By natural design, some aspects of violence in humans emanate from certain violent human groupings where violence appears to have been ancestrally widespread. In other words, human have acquired their propensity for violence from their ancestors. This claim of inherited violent nature has been largely supported by scientific findings, specifically on the genetic composition and neurocriminology research, which support genetic studies.
Historically, violent crimes (homicide and serious assault, including sexual) are relatively lower in the percentage of occurrence when compared to other forms of crime, yet they make up the largest number of cases with higher psychological, social, and financial impacts and implications. Throughout history, it has been established that no single approach or practice can be applied to eliminate the challenge of violent crimes. As this essay shows, violent crimes could be a factor influenced by individual, family, peer group, community, institutional, cultural, and societal general factors. These influencing factors are broadly classified under genetic, social, behavioral, and environmental factors.
The above-mentioned factors are intricate and, thus, they present a complex situation for researchers who wish to understand how violent offenders develop and evolve.

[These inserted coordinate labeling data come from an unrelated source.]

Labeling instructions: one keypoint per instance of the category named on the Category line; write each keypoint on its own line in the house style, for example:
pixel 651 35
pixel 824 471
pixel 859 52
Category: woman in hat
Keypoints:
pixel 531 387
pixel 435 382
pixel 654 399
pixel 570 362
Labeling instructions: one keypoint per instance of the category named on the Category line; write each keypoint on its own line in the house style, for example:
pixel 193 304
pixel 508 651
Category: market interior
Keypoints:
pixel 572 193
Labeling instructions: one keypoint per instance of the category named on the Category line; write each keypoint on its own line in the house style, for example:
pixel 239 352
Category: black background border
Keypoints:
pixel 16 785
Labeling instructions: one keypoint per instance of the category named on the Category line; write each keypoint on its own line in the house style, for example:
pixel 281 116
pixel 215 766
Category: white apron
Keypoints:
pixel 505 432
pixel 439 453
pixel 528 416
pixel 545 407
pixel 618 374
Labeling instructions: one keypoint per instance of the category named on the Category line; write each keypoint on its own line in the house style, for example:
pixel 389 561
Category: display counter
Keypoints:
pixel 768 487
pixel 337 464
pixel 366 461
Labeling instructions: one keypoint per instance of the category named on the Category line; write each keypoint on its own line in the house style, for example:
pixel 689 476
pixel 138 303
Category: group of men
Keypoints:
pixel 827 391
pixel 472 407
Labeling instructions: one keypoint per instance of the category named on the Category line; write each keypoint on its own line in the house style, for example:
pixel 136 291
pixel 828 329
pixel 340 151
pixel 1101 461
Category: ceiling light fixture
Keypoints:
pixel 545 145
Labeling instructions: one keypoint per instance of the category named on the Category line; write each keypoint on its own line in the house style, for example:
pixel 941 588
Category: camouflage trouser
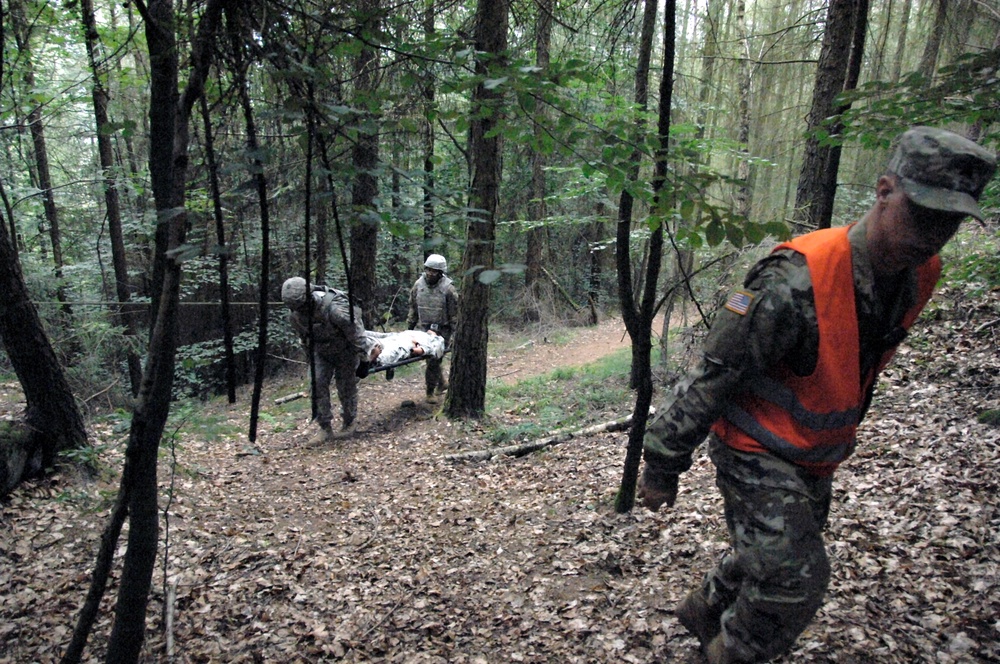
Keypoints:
pixel 772 581
pixel 339 365
pixel 434 375
pixel 433 371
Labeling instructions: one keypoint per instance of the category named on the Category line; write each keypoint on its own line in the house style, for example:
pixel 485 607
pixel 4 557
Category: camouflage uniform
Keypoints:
pixel 769 586
pixel 434 307
pixel 338 345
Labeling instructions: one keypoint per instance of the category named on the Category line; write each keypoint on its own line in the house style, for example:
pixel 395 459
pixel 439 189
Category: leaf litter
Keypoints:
pixel 377 549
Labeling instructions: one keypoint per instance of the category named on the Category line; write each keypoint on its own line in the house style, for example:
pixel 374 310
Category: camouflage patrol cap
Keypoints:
pixel 293 291
pixel 941 170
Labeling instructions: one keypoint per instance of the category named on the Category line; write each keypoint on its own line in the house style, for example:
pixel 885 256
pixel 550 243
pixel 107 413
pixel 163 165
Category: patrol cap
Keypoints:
pixel 293 291
pixel 436 262
pixel 941 170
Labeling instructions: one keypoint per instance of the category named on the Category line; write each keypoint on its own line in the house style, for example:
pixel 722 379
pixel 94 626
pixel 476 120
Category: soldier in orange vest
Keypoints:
pixel 786 376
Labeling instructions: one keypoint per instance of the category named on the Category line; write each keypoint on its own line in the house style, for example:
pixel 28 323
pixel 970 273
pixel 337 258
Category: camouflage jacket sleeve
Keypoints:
pixel 412 316
pixel 451 307
pixel 766 321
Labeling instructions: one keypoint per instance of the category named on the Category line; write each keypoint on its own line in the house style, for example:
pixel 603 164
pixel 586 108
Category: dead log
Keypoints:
pixel 20 455
pixel 560 436
pixel 291 397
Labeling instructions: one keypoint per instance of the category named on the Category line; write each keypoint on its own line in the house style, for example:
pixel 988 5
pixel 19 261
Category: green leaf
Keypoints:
pixel 493 83
pixel 488 276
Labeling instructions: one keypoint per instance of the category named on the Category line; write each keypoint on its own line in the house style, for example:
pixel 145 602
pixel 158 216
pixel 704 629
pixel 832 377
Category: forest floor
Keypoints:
pixel 378 548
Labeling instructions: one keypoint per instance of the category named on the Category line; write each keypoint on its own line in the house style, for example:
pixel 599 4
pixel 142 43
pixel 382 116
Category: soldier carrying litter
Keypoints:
pixel 339 347
pixel 787 374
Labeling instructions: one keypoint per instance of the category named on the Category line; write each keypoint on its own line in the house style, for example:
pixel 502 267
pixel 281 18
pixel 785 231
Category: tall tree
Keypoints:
pixel 170 115
pixel 831 75
pixel 429 114
pixel 631 312
pixel 53 421
pixel 364 155
pixel 112 201
pixel 932 47
pixel 467 395
pixel 22 25
pixel 639 320
pixel 537 209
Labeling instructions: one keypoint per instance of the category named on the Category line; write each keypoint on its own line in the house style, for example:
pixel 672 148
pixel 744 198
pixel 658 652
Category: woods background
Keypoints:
pixel 350 121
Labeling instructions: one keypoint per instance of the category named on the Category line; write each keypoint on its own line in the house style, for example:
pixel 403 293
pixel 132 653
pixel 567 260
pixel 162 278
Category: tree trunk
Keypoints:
pixel 623 252
pixel 169 138
pixel 467 395
pixel 743 194
pixel 22 29
pixel 824 213
pixel 51 415
pixel 897 60
pixel 364 154
pixel 537 208
pixel 928 61
pixel 642 319
pixel 111 200
pixel 223 249
pixel 428 137
pixel 831 74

In this essay, the focus is on the development and evolution of violent offenders and on implications and/or impacts on society, individuals, communities, and legal systems. Additionally, it also highlights the role of Saint Leo University core value of respect or the lack of it thereof as it relates to victimization.
The Violent Offender
Violent crime is a function of individual, local situations, and broader environmental factors. The view on psychiatric and psychological studies has largely centered on individual specific factors related to violent crime and criminality (Adams, 2013). In most cases, significant attention has been focused on determining specific factors that differentiate offenders from other law-abiding individuals. As evidence of violent crime continues to grow, it has become progressively obvious that whereas some individuals could have a greater propensity to engage in criminal acts, other factors also importantly influence the incidence of violence and crime.
Useful information can be derived to understand how offenders who engage in violent crimes develop and evolve. This requires a careful analysis of some individual-level factors associated with violent crimes. Researchers have gained useful insights about individual-level factors, such as aggression, responsible for violent crimes. In addition, family and peer associations also influence personality and traits in significant ways that enhance the possibility of compounding already existing individual-level factors.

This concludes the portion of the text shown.